Nassau's New District Attorney has announced a new initiative which both increases her office size, and seeks to restore her image with Women and Family first voters. The question is: Will it result in better justice at less cost?
DA Kathleen Rice has come under fire here before (see here, here, and here.) As a result of my criticism some have wondered whether I intend to run against her. Let's handle that first. While one never says never, it is highly unlikely for so many reasons. Those reasons can be saved for another day, suffice it to say, I am critical of Rice because I want to see results without an unnecessary increase in costs.
Ok now lets deal with the new proposal. Rice's New Early Case Assessment Unit is not an unwelcome addition. The ECAB bureau is now going to take police arrest paperwork and decide what the charges should be and how those charges should be drafted. Up until now that job was the police department's job alone.
In order for ECAB to be a success, it has to be less expensive than the police doing it and it has to result in fewer felony and serious misdemeanor charges from being filed.
I realize that lower charging seems counter-intuitive but it has been an open secret that Nassau Police over-charge cases. Hence a lot of the plea bargaining that goes on in Nassau courts is to just get the right charge to begin with because the police over-charge. The causes of over-charging can be many. One reason might be that the police do not have the legal experience to make nuanced decisions about charges. A more nefarious reason is that charging a burglary instead of a trespass looks good on a police officers resume. Charging an Assault 2rd degree is better than an Assault 3rd degree.

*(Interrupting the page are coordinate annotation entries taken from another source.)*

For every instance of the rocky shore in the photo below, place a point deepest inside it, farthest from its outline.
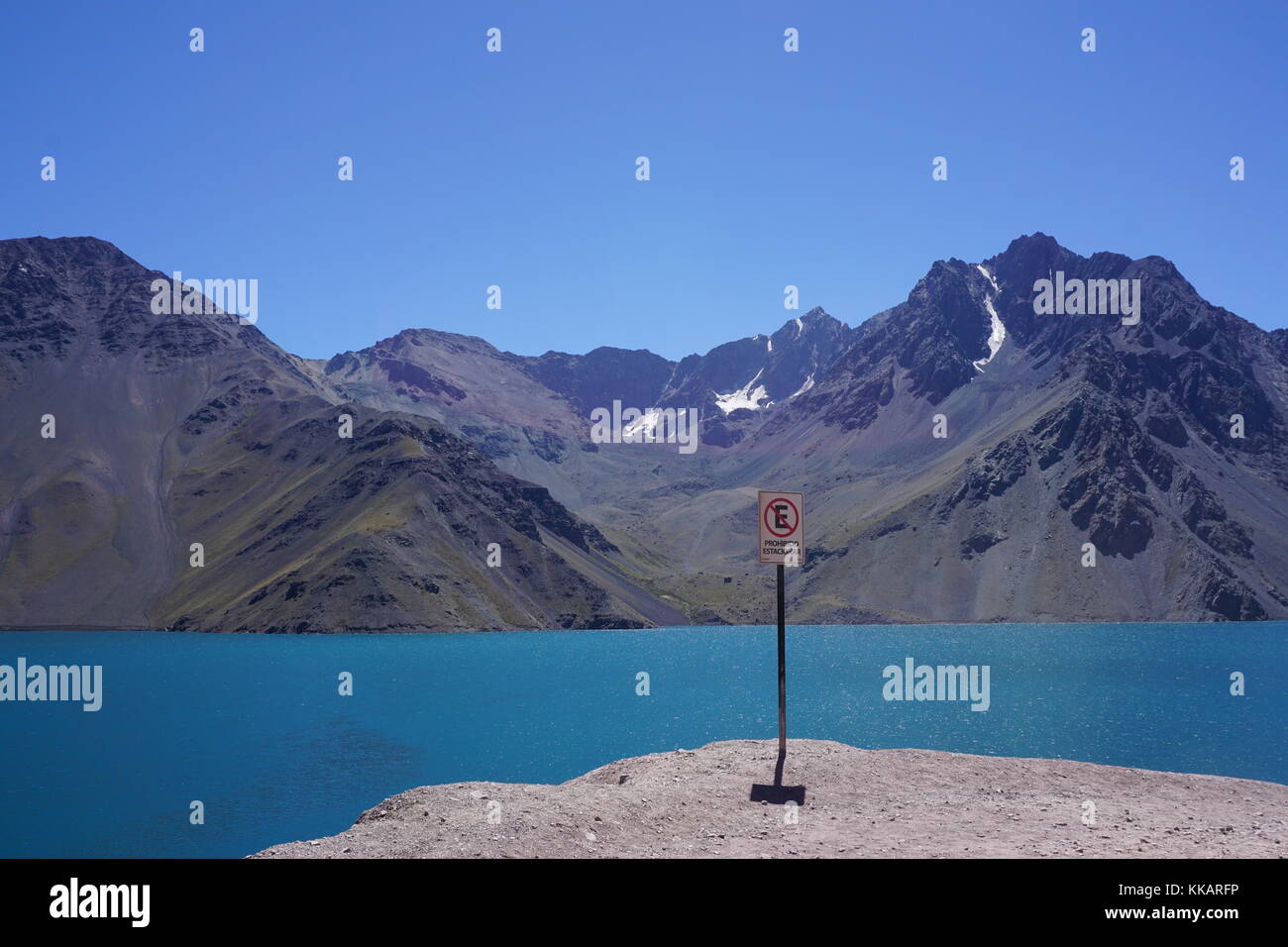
(857, 804)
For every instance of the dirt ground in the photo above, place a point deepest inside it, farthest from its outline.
(858, 804)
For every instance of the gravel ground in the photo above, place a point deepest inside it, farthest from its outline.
(858, 804)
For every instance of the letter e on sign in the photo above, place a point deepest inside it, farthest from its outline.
(781, 518)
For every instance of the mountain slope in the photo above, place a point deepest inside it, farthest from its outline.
(180, 429)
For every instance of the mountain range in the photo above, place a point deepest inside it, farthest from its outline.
(964, 459)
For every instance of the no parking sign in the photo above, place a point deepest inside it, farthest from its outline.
(782, 527)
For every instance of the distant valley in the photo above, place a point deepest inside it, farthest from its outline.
(964, 459)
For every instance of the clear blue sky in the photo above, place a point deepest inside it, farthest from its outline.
(519, 167)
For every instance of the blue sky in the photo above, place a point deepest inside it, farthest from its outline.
(518, 169)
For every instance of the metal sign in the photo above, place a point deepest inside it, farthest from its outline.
(782, 527)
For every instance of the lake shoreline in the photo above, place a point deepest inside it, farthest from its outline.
(857, 802)
(378, 633)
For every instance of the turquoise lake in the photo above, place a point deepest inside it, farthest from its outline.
(256, 727)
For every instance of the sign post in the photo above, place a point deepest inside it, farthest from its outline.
(781, 517)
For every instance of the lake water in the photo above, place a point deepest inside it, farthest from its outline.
(256, 728)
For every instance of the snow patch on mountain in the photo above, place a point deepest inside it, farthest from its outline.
(997, 331)
(748, 395)
(809, 382)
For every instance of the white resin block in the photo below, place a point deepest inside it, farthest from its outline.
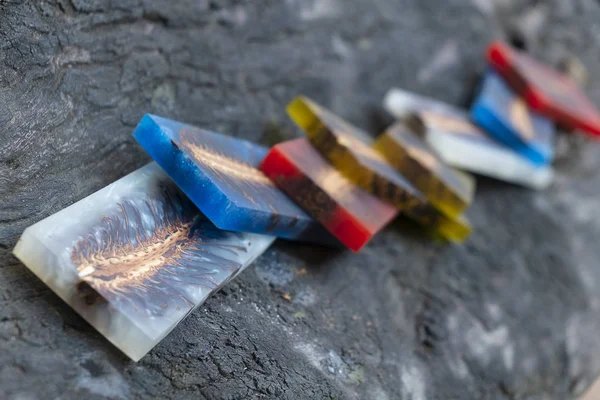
(135, 258)
(461, 144)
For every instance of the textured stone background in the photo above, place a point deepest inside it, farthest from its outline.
(512, 314)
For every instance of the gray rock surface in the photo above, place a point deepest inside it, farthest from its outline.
(512, 314)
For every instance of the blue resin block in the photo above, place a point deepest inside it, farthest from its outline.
(219, 174)
(506, 117)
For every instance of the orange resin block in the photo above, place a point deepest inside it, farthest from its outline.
(351, 214)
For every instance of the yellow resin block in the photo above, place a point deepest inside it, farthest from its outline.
(448, 190)
(349, 150)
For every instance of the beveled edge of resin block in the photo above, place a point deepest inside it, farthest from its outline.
(110, 317)
(344, 146)
(506, 116)
(288, 221)
(350, 213)
(489, 159)
(449, 190)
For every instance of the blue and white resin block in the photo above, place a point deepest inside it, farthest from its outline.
(135, 258)
(506, 117)
(463, 145)
(220, 175)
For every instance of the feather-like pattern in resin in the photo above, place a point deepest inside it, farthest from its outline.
(220, 174)
(134, 258)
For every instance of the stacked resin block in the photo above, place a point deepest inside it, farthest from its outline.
(349, 150)
(220, 175)
(450, 191)
(136, 257)
(547, 91)
(348, 212)
(506, 117)
(461, 144)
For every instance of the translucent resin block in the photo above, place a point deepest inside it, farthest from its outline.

Now fairer charging will result in what appears to be a drop in the crime rate. That is illusory. That aside, it will result in a clearer picture of the real crime rate in Nassau County. An ECAB unit also takes away from the District Attorney the right to hide behind the police actions as in "I didn't bring the charge I only prosecute what the Police charge" which is how Nassau District Attorneys have defended themselves against the defense charge of "over-charging.
The PBA and other Police labor Unions fear that ECAB will both decrease overtime and take away the Police perogative in charging crime thus making it harder to control the streets. Criminals will have less to fear of a cop overcharging the case.
A reduction in police overtime would be welcome from taxpayers point of view. Part-time assistant district attorney's cost a lot less than overtime paid police (Police tend to out earn their ADA counterparts anyway.) However I have worked in an ECAB type unit in Mount Vernon (NY)in the early 80's and I would doubt that the unit will cut overtime substantially. Instead of drafting from a form charge, police will now sit with an ADA and they will type out the charge instead. I do not see a savings unless the police can teletype or email the paperwork to the ECAB and then they just redraft. Moreover since Police have to bring suspects to Police HQ anyway there is no savings in time driving from the Precinct to Mineola. Hence it seems like all we have done is added a layer of bureaucracy to the process. It may be, however, that the new project reduces over-all prosecution costs.
The new unit is going to cost 1.2 Million Dollars ($1,200,000.00). That's a lot of money. In order to adjudge this expense a success, Rice is going to have to prove a significant drop in over-charging and in Over-time or at least in general prosecution costs.
One final point, DA Rice is using the unit to place part-time employees. It is meant to undue the harm done when she eliminated part-time jobs for prosecutors this past summer. The ECAB unit is a failure if it is to be measured as a solution to the part-time lawyer fiasco. That however is fodder for a different post.
As for now, for ECAB, the jury is out.